In 2019, nearly 100,000 workers are employed in the solar and wind industry, up from 19,800 in 2014. Of these, 12,400 workers were employed in FY19 and 30,000 in FY18 by utility-scale solar, rooftop solar and wind energy projects.
These findings were released here by the Council on Energy, Environment and Water (CEEW), the Natural Resources Defense Council (NRDC) and the Skill Council for Green Jobs (SCGJ).
Rapid capacity addition in India’s solar and wind sectors has been the primary factor behind the growth, according to the report ‘Powering Jobs Growth with Green Energy’.
Achieving the 175 GW renewable energy target by 2022 could create over 330,000 jobs in the wind and solar sectors; as many as 230,000 additional employment between now and 2022.
“India is at the centre of the global energy transition and its successful renewable energy programme is inspiring and enabling similar low-carbon transitions across other emerging economies,” CEEW CEO Arunabha Ghosh told IANS.
In the last two years, the renewable energy capacity addition outweighed additions in thermal power.
“While India deepens its renewable energy market to ensure that the employment potential is met, it would also need to increase focus on creating a skilled workforce and designing quality training programmes,” Ghosh said.
The CEEW, NRDC, SCGJ analysis finds that 45,000 workers could be employed in solar module manufacturing in India as part of the 100 GW solar target.

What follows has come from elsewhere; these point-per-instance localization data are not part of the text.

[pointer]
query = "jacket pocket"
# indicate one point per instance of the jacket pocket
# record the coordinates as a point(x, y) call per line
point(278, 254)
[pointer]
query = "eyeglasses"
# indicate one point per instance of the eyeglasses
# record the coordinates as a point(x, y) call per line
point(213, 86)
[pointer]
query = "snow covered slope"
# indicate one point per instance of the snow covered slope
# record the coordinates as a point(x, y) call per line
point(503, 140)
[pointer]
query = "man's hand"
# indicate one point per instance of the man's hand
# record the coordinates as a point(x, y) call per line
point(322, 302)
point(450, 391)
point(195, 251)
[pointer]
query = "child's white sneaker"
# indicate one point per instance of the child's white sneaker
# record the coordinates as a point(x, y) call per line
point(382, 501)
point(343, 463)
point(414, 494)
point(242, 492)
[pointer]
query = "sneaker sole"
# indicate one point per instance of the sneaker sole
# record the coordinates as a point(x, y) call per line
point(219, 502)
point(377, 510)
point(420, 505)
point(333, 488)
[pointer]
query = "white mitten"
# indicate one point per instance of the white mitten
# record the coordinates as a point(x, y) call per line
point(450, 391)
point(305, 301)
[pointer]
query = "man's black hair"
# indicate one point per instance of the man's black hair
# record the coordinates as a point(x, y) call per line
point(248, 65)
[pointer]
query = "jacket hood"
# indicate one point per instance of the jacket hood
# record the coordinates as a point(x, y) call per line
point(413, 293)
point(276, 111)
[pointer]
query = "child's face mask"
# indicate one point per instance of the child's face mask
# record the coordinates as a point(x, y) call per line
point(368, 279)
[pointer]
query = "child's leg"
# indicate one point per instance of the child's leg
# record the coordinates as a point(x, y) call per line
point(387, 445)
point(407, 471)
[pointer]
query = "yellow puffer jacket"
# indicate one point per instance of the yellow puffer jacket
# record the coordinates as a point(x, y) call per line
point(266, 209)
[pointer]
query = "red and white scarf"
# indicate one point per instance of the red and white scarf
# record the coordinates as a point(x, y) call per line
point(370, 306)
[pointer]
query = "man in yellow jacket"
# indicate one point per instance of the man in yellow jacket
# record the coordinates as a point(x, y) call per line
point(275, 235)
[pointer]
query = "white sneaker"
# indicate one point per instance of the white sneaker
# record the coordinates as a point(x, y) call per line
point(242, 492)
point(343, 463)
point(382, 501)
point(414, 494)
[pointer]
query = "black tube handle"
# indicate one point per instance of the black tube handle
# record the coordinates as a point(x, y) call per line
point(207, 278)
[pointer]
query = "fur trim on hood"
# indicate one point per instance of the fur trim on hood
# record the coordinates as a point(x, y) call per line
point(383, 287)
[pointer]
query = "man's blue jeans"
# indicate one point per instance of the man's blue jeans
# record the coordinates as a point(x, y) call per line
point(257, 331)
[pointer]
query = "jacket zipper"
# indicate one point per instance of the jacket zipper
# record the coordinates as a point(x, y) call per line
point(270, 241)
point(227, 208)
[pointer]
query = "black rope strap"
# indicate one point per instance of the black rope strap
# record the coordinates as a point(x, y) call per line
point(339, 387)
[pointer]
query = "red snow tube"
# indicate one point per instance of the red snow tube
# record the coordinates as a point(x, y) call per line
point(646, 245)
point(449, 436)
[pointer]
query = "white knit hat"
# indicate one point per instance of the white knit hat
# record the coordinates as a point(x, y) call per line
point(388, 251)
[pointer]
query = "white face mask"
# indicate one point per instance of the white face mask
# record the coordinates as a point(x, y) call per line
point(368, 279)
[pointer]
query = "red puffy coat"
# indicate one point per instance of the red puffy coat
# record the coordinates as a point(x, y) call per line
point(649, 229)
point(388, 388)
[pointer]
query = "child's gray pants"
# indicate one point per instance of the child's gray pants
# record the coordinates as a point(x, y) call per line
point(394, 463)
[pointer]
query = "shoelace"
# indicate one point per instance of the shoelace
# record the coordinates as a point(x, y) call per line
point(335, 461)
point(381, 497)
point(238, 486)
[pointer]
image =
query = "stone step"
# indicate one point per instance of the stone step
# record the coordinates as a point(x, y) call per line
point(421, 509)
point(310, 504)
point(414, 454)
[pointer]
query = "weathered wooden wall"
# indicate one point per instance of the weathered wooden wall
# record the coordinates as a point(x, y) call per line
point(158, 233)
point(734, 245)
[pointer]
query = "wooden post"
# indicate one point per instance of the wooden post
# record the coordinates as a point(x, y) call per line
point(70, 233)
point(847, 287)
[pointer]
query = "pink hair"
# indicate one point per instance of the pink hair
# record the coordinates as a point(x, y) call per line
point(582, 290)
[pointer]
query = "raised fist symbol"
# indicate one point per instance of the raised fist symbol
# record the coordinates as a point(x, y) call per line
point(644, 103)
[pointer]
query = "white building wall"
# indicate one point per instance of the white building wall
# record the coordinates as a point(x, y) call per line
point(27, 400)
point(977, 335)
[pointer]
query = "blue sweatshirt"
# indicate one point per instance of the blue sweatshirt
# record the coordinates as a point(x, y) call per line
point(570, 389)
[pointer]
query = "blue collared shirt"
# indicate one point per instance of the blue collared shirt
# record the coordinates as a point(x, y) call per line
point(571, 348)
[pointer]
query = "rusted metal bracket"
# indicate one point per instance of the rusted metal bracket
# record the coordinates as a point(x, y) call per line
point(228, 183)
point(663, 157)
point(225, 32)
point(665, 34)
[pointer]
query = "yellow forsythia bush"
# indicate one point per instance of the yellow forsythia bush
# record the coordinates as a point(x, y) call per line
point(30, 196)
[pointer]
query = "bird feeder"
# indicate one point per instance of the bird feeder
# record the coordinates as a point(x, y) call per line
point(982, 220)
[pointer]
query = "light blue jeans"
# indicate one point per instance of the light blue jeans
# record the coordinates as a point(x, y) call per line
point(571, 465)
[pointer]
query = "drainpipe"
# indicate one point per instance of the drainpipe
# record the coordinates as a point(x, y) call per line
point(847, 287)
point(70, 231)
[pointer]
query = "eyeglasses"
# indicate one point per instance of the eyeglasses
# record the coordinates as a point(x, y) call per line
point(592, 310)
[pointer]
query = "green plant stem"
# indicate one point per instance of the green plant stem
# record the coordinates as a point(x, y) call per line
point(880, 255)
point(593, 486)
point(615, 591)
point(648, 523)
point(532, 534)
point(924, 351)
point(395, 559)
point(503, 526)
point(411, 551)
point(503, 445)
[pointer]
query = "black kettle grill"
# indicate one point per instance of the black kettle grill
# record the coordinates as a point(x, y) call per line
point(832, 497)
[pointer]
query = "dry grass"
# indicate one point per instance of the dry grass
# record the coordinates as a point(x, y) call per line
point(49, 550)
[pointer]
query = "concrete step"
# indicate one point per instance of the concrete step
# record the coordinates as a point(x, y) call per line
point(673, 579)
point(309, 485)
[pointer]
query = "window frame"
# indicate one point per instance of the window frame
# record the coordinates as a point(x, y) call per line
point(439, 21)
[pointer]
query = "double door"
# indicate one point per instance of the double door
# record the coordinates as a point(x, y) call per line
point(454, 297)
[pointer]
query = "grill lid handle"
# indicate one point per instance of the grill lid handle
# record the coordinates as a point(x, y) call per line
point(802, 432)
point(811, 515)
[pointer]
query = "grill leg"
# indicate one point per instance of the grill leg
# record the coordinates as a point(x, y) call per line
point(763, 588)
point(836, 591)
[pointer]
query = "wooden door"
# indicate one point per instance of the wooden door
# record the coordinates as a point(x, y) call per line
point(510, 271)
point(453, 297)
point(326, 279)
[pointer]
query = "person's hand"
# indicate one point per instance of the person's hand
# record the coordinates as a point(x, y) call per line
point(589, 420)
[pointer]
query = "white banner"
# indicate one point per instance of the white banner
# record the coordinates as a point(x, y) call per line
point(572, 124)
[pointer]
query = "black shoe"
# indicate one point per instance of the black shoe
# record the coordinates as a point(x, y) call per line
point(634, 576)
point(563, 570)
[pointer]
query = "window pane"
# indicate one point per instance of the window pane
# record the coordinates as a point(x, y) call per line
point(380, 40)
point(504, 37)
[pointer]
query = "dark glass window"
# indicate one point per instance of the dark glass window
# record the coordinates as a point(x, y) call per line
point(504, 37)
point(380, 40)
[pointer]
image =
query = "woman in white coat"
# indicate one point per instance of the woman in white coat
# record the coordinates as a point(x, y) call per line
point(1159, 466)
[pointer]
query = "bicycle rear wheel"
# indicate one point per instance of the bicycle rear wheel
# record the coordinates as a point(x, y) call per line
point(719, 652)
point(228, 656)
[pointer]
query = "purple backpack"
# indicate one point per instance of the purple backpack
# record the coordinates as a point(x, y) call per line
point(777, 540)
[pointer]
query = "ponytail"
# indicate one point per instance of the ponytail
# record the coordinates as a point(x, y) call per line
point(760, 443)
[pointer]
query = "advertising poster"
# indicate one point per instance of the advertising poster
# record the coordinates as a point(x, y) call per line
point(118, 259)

However, policy certainty, the government support and reduction in the cost of finance will be key to sustaining the growth of the renewable energy markets and the renewable energy workforce.
Renewable energy jobs growth slowed in 2019 because of the 20 per cent decline in capacity additions in the solar and wind sector.
The goods and services tax (GST), imposition of safeguard duty, payment delays by power distribution companies, lack of finance and infrastructure constraints were key reasons behind the slowdown.
“Strategic thinking is needed to grow sustainable jobs in India and around the world, especially supporting decentralised renewable energy.
“The 100,000 clean jobs happening now are vital to powering India’s economic growth and meeting climate targets,” said Anjali Jaiswal, Senior Director with NRDC.